After I installed the cache battery, one of the disks decided to amber light on me. I was able to cut a deal with the Vendor and they sent me another disk.


My questions are: Do I replace the faulty disk prior to setting up the RAID? I worry replacing the disk without the RAID setup will cause issues. But they weren't previously used so I'm not worried about data. I don't want another disk to go bad for some reason. The OS is on the 70GB disk. So it should be fine right? I worry I did something wrong during the cache battery install to cause one of the disks to go bad but then again that's just my luck. I want to do this the right way. How do I proceed?


Edit: Oh... duh. RAID 5 requires at least 3 disks. So I need that third disk up and running. Can the disk be ejected without already being setup as a RAID? And they're hot swap right? So I don't need to power off?
 
Solution
Not really sure what you are asking, if you did not setup the system with RAID 5 yet, yes put the disk in before you do that if you are planning on using that disk as part of the RAID array. I am guessing you will be using the three 300GB disks in the RAID and the 70GB as a stand-alone from what you have.

Keep in mind that RAID does not equal backup, it is only for disaster recovery to get a system running quickly after a drive fails.

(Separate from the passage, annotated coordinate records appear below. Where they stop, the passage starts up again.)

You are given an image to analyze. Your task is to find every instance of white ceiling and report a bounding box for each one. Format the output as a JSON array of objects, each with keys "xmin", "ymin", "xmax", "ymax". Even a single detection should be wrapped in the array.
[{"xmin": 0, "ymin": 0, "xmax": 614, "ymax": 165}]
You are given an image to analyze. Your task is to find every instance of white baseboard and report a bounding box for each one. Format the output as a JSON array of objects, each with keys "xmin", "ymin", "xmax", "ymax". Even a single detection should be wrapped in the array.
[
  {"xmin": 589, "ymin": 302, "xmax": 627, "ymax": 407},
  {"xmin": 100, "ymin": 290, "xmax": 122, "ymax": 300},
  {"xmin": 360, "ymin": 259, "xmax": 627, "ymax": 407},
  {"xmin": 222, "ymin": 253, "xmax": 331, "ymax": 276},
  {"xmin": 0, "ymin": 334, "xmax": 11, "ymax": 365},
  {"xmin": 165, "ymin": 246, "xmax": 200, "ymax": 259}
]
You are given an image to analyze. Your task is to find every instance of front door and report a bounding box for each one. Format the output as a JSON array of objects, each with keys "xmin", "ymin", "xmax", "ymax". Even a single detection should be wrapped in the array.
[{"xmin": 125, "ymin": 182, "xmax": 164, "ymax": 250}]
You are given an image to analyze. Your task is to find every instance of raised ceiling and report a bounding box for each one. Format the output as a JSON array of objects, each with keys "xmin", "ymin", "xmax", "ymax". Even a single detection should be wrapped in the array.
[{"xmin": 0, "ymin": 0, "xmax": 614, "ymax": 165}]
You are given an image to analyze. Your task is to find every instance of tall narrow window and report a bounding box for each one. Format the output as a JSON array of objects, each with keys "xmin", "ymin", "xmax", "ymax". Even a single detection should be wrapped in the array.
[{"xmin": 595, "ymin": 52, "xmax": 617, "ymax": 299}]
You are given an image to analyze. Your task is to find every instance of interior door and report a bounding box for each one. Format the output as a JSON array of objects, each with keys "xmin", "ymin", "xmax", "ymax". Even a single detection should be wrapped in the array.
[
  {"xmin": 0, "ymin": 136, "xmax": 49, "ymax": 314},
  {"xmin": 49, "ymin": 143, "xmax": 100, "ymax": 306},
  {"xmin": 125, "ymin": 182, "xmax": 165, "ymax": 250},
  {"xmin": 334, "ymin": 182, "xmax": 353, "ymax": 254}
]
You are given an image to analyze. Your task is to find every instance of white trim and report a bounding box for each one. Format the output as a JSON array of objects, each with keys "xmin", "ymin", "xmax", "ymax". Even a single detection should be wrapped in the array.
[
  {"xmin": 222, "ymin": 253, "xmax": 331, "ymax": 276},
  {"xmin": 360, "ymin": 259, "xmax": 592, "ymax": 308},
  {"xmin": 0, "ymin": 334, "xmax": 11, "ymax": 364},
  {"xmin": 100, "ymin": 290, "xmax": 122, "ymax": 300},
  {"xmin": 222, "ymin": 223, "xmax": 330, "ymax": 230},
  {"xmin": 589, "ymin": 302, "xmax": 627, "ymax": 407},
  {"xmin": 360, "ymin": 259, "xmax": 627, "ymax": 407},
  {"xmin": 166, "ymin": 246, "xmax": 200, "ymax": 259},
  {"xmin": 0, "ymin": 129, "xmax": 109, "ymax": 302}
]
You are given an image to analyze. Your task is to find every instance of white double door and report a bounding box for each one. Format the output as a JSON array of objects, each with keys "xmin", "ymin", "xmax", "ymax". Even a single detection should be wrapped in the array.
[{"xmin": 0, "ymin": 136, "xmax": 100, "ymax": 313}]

You still need a separate drive to keep your files on for backup.

I would always power off the computer before swapping drives unless you are running some mission critical system that can't be down for a few minutes. Say if you are running Amazon or eBay on the server.
Not really sure what you are asking, if you did not setup the system with RAID 5 yet, yes put the disk in before you do that if you are planning on using that disk as part of the RAID array. I am guessing you will be using the three 300GB disks in the RAID and the 70GB as a stand-alone from what you have.

Keep in mind that RAID does not equal backup, it is only for disaster recovery to get a system running quickly after a drive fails. You still need a separate drive to keep your files on for backup.

I would always power off the computer before swapping drives unless you are running some mission critical system that can't be down for a few minutes. Say if you are running Amazon or eBay on the server.